Geçecek efendim ya sabır! Cevabını bulamadığımız en berbat kurşundur sorgular. Peki ya şarkılar onları unutmuyoruz, kıymık görevi görüp batıyorlar yaranın üstüne üstüne. Retro etkisidir bunlar, geçmiş geçmemiştir ve tüm yalınlığı ile karşımızdadır. Nisan dolunay enerjisi gümbürtülü, peşi Mayıs Retrolar, hooop Haziran tutulma.

“Söz olup, aşk olup, yıldız gibi kaydık birbirimizden…Şimdi geride kalan içimde ki bir kaç hatıra da silik bir hevessin! (Koç&Terazi ekseni bu. Bizleri içimizde ki öteki ile arzu ettiğimiz aşk ile buluşturan alanlardır.) İnsan kıymetini bilmeli; hem varlığın, hem tokluğun, hem aşkın, hem sevginin, hem sadakatin, hem ihanetin. Ben de öyle yaptım senden sonra. Bunların hepsini ayırt edebilen tokluğumun alnı kabağından öptüm! Düğümlenen nefesime eşlik eden gözyaşları eşliğinde. Gelmedin ya “gittiğin yer cennetin olsun” dedim.’’

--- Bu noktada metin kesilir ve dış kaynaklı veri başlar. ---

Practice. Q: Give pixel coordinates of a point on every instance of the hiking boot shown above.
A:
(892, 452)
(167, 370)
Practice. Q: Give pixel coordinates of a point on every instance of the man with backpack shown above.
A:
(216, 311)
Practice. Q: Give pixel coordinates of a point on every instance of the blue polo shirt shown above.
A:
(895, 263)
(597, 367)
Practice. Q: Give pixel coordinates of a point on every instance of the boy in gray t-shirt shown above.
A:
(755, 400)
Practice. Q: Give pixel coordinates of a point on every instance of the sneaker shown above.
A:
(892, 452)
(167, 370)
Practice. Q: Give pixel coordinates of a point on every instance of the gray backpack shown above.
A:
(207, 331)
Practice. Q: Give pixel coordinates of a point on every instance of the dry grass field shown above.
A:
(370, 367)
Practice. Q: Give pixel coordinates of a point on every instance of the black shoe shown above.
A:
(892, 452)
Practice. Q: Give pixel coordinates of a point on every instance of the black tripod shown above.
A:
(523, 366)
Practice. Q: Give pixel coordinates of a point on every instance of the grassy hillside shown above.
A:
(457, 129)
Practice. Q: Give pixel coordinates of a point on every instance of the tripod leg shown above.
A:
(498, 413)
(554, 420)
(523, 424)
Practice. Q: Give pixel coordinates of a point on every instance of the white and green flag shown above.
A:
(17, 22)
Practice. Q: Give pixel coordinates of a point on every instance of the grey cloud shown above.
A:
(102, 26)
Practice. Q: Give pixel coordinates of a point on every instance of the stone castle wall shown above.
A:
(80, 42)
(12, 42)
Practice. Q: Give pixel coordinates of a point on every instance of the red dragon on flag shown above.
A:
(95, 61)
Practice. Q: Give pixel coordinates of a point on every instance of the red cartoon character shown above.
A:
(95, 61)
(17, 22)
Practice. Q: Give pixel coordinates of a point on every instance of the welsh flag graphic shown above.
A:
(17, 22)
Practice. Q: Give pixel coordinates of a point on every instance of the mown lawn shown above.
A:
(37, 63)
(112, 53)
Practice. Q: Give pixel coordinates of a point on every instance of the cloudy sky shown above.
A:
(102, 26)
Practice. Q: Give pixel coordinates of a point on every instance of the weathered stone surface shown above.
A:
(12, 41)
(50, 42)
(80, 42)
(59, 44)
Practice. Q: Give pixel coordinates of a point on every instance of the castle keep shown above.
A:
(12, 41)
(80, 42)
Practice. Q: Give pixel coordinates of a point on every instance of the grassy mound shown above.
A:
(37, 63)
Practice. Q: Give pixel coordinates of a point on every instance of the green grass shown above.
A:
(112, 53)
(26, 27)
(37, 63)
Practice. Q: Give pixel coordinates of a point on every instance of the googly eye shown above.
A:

Semanın gümüş yüzlü güzeli, duygusal formumuza şekil veren tek gezegendir. Tenhalara saklanan üryan bakışlı hayat hikayeleri, anlatsak her birimiz taş yarılır derdinden. Düşünüyor musunuz? İnsan nasıl dayanıyor? Hani böyle bir döksek diyorum içimizi…

Bir de beni düşünün böyle anlatsam birinize beni, acaba dayanabilir misiniz?

Dert dinleyen taşlar bir bakmışsınız kaya oluyor. Öyle oluşuyor asırlık kederler…

Hepimizin “dünya” bildiği bu gezegenin ismini buldum ben…

“Düşler hapishanesi” elbet müebbet yemediğimize göre çıkarız gün yüzüne…

Düşleri de çalan gerçekler var nasıl olsa. Bundan sonra hayal kurmayalım olur mu? Satürn bize plan yapmamayı öğretecek…!

İnstagram, Twitter, Facebook…

Tutulmak ve tutunmak arasında ki o yaman çelişkiyi anlama zamanımız geldi.

15 Mayıs itibariyle Satürn 4.5 aylık retro sürecinde bizleri 24 Ocak/15 Mayıs zaman aralığı sil baştan geri götürecek.

Yükseleni (Lagna) ve Ay konumu; Akrep, Boğa, Balık, Başak, Başak, burçlarının yüzleri gülecek. Oğlak, Yengeç, Koç, Terazi, Aslan, Kova burçları ise biraz üzülebilir ve gözyaşı dökebilirler.

Duygular, anılar ve kalp kırıkları ile bir kez daha sıkı bir yüzleşme yaşanacak. Edeceğiniz duanın karmanıza yükleneceğini unutmayın zira Satürn retrosu anında, biliniz ki hak göklerden iner! Birine haksızlık yaptıysanız size de yapanlar olur. Birine bilmeden iyilik yaptıysanız en muhtaç anınızda Yaratan birileri vesilesiyle yardımınıza koşar. Birine yardım etmediyseniz, aynı tablo başınıza gelirken kimden yardım isterseniz geri çevrilecektir.

Bu süreçte remedy tekniği ile lütfen yaşlılara iyi davranalım. Cumartesi günlerinde kargaları besleyelim, saks mavisi giyelim.

Her şeye EyvAllah! Rabbul Alemin’in melekeleri yeter ki sağlığa dokunmasınlar ki mücadelemize devam edebilelim…

Satürn, Jüpiter, Venüs dönerken… Hatırlamak isteyenler tıklayabilir….

Retrolar biraz da aslına rücu etmektir ve tabii doğum haritasında retro gezegeni olanlar için bu süreç baştan sona hediyedir.